BBH Labs’ Innovative SXSW ‘Homeless Hotspots’ Program Stirs Controversy

An innovative program in which homeless vendors sell wireless internet access to attendees of a popular Texas festival has stirred up considerable controversy.

The New York Daily News reports that BBH Labs, the global innovation unit of the British advertising agency Bartle Bogle Hegarty, has introduced the ‘Homeless Hotspots’ program at this year’s South by Southwest festival (SXSW) in Austin, Texas. According to BBH Labs, the “charitable experiment” is meant to help homeless individuals earn money by equipping them with MiFi devices and T-shirts that identify them as “human 4G hotspots” from which SXSW attendees can purchase wireless service. The vendors get to keep all proceeds.

The program, which was created in partnership with Austin’s Front Steps Shelter, has generated a storm of criticism from people who thought it was a joke or inhumane.

“What a shameful, hideous, patronising, dehumanising idea,” British brand strategist Luke Scheybeler tweeted.

“This must be a headline from The Onion,” tweeted Kelly McCormick, referring to a popular satirical newspaper.

But the homeless people empowered by the program seem to be very supportive of it.

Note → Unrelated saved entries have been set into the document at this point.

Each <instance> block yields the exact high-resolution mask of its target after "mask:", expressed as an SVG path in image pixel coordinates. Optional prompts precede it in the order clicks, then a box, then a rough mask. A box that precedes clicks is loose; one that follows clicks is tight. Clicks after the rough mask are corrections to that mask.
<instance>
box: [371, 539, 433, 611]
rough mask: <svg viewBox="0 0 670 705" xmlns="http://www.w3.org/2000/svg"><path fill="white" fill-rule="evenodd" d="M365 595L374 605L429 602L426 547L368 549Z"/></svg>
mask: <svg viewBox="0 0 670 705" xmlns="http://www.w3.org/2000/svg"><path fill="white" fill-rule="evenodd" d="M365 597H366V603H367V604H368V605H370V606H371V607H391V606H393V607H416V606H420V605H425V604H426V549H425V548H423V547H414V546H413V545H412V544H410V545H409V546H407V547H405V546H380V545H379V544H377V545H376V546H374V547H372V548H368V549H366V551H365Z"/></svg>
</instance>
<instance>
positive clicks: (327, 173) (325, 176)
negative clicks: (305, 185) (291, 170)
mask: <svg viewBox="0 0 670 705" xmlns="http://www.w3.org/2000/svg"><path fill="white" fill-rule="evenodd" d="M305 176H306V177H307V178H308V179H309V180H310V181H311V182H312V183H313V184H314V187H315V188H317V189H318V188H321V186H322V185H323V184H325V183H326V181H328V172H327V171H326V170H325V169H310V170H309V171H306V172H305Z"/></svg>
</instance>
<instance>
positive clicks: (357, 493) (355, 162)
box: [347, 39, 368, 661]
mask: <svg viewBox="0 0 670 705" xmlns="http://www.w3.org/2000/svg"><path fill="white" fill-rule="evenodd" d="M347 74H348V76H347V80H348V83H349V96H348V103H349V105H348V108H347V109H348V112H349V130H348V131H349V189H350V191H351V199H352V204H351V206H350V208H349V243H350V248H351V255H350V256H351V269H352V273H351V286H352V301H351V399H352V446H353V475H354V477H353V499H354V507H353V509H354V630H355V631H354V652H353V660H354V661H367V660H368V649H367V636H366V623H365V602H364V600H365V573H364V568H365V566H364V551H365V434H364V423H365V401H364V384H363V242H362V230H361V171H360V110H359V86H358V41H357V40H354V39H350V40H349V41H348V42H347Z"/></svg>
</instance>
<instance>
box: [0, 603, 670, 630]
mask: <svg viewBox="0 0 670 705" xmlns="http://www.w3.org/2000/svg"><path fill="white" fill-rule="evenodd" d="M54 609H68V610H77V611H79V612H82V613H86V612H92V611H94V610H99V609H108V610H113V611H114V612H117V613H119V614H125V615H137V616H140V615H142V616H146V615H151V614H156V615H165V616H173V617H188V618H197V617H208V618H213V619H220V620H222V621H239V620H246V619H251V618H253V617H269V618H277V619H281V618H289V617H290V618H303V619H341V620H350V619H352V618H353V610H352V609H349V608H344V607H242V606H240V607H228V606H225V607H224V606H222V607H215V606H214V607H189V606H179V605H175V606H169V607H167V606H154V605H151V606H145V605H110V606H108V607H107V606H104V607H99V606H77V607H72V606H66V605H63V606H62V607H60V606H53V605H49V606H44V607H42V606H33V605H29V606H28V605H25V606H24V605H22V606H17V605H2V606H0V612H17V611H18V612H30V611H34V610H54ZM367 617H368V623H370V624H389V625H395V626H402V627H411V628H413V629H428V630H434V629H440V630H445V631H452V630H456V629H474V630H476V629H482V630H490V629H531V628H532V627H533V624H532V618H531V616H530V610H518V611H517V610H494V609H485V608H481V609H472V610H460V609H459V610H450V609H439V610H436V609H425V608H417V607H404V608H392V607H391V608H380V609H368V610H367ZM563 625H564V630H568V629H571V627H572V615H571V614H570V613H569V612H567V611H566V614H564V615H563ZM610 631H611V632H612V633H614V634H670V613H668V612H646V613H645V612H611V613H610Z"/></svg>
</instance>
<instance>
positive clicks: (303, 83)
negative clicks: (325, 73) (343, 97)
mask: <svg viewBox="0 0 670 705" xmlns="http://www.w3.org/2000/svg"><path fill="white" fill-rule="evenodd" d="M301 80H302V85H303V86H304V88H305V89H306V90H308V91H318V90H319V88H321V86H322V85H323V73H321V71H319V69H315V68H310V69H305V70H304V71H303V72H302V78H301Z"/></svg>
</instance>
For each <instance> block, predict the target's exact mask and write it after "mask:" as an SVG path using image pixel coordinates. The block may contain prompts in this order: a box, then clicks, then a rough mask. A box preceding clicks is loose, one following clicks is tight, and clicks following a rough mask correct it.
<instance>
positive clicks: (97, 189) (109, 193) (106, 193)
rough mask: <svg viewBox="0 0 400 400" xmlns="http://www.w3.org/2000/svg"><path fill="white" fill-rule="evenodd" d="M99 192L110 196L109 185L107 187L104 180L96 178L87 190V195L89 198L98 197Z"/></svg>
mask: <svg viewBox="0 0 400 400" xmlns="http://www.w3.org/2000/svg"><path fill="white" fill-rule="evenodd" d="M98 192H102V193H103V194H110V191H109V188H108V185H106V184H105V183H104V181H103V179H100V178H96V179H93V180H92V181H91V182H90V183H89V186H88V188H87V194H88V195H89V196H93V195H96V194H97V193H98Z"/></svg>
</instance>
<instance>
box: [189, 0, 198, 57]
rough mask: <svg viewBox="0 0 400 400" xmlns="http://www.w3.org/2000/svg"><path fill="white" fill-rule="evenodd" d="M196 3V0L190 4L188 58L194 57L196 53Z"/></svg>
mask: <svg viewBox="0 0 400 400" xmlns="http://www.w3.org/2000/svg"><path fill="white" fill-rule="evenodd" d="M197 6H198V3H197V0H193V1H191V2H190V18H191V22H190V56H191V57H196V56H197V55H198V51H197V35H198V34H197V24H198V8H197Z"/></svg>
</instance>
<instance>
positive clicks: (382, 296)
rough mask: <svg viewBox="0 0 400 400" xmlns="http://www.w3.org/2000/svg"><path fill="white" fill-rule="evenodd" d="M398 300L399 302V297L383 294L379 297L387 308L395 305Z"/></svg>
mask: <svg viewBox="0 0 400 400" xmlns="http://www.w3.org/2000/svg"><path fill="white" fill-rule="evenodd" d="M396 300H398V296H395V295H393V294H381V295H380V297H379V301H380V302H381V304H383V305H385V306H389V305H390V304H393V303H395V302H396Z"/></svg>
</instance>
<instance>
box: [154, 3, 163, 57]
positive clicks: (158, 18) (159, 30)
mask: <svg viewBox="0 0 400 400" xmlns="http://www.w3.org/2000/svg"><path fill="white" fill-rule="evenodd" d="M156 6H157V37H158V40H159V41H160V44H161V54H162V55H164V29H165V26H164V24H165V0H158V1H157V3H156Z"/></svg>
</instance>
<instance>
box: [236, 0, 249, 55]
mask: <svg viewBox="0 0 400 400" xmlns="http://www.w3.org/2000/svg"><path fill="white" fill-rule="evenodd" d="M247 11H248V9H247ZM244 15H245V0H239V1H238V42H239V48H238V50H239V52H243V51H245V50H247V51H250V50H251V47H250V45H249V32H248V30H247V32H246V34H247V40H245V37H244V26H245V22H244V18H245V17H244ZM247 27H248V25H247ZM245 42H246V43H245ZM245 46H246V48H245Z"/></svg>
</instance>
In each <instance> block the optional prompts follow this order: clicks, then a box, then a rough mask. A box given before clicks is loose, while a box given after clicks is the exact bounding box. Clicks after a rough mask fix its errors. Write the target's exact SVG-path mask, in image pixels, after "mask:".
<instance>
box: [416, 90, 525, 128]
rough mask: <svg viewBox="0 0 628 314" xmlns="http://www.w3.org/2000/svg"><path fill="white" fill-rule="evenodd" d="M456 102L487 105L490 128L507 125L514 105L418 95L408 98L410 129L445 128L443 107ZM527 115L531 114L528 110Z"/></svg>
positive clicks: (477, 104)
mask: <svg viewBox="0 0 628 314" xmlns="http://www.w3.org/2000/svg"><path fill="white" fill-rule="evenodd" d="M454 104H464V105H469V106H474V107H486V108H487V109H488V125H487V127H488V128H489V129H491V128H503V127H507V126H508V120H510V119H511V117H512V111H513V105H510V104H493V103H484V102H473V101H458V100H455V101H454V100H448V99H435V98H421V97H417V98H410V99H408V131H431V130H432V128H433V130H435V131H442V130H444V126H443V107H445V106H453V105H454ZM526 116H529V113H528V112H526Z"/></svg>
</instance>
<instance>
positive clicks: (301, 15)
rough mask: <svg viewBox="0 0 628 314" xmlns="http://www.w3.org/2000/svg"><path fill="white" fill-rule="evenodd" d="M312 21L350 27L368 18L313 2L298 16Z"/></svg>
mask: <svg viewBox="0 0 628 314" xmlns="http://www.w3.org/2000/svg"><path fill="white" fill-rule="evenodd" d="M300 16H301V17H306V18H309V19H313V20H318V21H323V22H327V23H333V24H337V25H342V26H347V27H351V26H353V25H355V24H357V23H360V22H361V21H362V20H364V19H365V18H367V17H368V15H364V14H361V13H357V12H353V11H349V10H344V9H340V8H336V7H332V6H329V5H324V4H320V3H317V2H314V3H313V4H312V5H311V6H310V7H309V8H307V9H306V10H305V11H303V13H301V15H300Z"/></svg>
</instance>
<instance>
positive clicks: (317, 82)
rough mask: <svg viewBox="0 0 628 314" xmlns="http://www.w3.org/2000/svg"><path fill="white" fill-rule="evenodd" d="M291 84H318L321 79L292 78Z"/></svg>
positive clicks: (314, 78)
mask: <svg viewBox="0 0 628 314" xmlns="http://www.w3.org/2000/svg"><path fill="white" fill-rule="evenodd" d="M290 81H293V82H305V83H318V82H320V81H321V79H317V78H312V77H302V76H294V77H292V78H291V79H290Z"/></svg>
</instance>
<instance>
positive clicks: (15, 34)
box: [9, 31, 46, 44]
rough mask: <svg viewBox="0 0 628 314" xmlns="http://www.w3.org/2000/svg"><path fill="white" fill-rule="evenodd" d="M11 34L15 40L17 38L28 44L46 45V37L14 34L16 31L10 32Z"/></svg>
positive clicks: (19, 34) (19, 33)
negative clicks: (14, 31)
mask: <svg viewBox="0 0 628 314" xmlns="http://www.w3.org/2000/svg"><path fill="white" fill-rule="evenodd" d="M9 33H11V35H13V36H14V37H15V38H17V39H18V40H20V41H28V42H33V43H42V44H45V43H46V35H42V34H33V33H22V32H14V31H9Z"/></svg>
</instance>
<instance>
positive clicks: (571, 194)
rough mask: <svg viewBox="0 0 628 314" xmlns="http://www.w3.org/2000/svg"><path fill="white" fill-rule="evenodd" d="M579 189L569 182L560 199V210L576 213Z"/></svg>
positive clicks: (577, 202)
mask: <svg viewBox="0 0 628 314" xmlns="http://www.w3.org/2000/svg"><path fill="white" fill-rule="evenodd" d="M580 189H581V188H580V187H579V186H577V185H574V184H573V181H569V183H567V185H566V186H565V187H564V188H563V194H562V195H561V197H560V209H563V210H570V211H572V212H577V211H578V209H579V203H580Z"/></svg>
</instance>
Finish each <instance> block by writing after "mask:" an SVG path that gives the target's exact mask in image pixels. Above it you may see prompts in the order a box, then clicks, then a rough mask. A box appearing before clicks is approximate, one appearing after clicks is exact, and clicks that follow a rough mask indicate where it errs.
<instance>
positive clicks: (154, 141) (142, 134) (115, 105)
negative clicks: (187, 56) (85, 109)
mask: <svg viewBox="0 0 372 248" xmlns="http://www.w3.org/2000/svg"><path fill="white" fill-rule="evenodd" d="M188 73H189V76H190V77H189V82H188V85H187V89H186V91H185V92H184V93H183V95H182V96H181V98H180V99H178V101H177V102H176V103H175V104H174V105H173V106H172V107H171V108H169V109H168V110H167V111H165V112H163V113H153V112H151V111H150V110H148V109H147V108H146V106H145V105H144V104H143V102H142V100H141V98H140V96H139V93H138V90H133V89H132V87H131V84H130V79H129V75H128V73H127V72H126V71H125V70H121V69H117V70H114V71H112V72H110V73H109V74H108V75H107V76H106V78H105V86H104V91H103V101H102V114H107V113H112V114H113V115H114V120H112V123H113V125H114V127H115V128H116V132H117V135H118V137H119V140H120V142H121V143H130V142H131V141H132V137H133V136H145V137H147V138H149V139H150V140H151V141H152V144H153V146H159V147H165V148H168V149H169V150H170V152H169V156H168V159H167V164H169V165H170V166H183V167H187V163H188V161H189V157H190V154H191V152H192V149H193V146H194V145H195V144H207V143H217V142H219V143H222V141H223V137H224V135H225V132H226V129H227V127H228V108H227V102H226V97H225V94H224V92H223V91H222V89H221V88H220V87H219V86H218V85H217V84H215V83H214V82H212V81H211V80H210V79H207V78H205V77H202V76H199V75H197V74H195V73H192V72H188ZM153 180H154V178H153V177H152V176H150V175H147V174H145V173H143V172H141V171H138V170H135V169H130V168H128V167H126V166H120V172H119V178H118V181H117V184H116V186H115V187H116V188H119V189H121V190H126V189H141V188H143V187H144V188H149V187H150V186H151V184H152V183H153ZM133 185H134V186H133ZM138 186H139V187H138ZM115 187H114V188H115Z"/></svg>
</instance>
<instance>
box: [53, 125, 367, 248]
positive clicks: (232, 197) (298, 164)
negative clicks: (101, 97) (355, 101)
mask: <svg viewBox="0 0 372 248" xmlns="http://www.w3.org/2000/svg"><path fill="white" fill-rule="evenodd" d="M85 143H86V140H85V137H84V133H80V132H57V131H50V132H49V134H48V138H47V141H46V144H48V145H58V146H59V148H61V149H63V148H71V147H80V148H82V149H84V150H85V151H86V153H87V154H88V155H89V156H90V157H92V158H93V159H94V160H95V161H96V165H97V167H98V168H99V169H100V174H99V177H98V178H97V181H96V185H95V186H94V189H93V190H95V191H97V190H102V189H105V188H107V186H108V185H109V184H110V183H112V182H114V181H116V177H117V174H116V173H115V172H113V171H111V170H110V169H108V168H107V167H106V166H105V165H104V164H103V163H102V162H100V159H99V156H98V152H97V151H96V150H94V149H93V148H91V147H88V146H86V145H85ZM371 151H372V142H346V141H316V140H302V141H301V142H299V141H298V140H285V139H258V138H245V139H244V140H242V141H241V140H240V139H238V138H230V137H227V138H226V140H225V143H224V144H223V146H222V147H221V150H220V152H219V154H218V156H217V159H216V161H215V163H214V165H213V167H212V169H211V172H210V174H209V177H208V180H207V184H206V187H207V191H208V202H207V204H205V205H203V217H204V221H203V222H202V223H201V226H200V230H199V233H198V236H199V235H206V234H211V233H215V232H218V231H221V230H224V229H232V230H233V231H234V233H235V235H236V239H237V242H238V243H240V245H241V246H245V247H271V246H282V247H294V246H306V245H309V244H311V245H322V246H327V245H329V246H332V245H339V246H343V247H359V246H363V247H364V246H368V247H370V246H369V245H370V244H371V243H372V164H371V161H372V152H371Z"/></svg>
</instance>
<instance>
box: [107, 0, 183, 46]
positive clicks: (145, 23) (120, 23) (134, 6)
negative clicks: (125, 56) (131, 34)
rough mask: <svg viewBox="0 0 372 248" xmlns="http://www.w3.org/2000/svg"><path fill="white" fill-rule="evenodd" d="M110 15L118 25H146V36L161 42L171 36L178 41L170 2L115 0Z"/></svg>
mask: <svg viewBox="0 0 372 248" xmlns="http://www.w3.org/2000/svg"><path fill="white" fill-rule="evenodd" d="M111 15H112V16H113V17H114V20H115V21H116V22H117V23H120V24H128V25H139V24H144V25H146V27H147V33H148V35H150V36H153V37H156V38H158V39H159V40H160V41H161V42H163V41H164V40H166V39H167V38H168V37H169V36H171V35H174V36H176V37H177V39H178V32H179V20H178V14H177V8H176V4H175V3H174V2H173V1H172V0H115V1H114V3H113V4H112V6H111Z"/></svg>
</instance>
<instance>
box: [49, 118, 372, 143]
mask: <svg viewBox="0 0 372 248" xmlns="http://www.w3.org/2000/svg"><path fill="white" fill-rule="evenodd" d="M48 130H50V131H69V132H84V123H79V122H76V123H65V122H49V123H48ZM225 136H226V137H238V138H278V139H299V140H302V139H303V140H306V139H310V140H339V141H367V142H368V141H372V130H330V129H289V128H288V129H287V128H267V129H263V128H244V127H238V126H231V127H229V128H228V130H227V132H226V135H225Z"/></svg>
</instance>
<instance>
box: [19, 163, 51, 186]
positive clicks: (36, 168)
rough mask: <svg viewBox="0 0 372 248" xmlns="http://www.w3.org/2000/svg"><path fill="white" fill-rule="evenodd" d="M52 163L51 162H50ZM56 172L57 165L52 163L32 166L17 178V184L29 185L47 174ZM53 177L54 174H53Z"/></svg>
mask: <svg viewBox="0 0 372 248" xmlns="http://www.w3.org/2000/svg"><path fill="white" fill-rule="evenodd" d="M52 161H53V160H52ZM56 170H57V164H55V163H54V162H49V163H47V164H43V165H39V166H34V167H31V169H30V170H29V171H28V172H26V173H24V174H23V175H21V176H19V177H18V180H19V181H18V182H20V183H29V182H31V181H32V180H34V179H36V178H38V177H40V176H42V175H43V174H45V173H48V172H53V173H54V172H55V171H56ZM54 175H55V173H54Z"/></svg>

“Our clients were so excited about it,” Front Steps official Mitchell Gibbons told the Daily News. “I know there are a lot of negative things being printed, but if you ask any of our clients, they’d tell you this project was a success.”

Gibbons told the paper that one homeless vendor said this of his customers: “These are the same people, if I were not participating in this program, who would walk past me and never stop to talk to me. But because I’m participating in this program… they’re interested in who I am. This wouldn’t happen any other way.”

BBH Labs Director of Innovation Saneel Radia wrote that the program is not a branding stunt, but rather an attempt at altruism:

“Obviously, there’s an insane amount of chatter about this, which although certainly villianizes us, in many ways is very good for the homeless people we’re trying to help: homelessness is actually a subject being discussed at SXSW and these people are no longer invisible. We are not selling anything. There is no brand involved. There is no commercial benefit whatsoever.”

In the past, BBH Labs has demonstrated its desire to help the homeless by working with them on innovative projects to improve their lives, so there is little or no reason to doubt that Radia is telling the truth.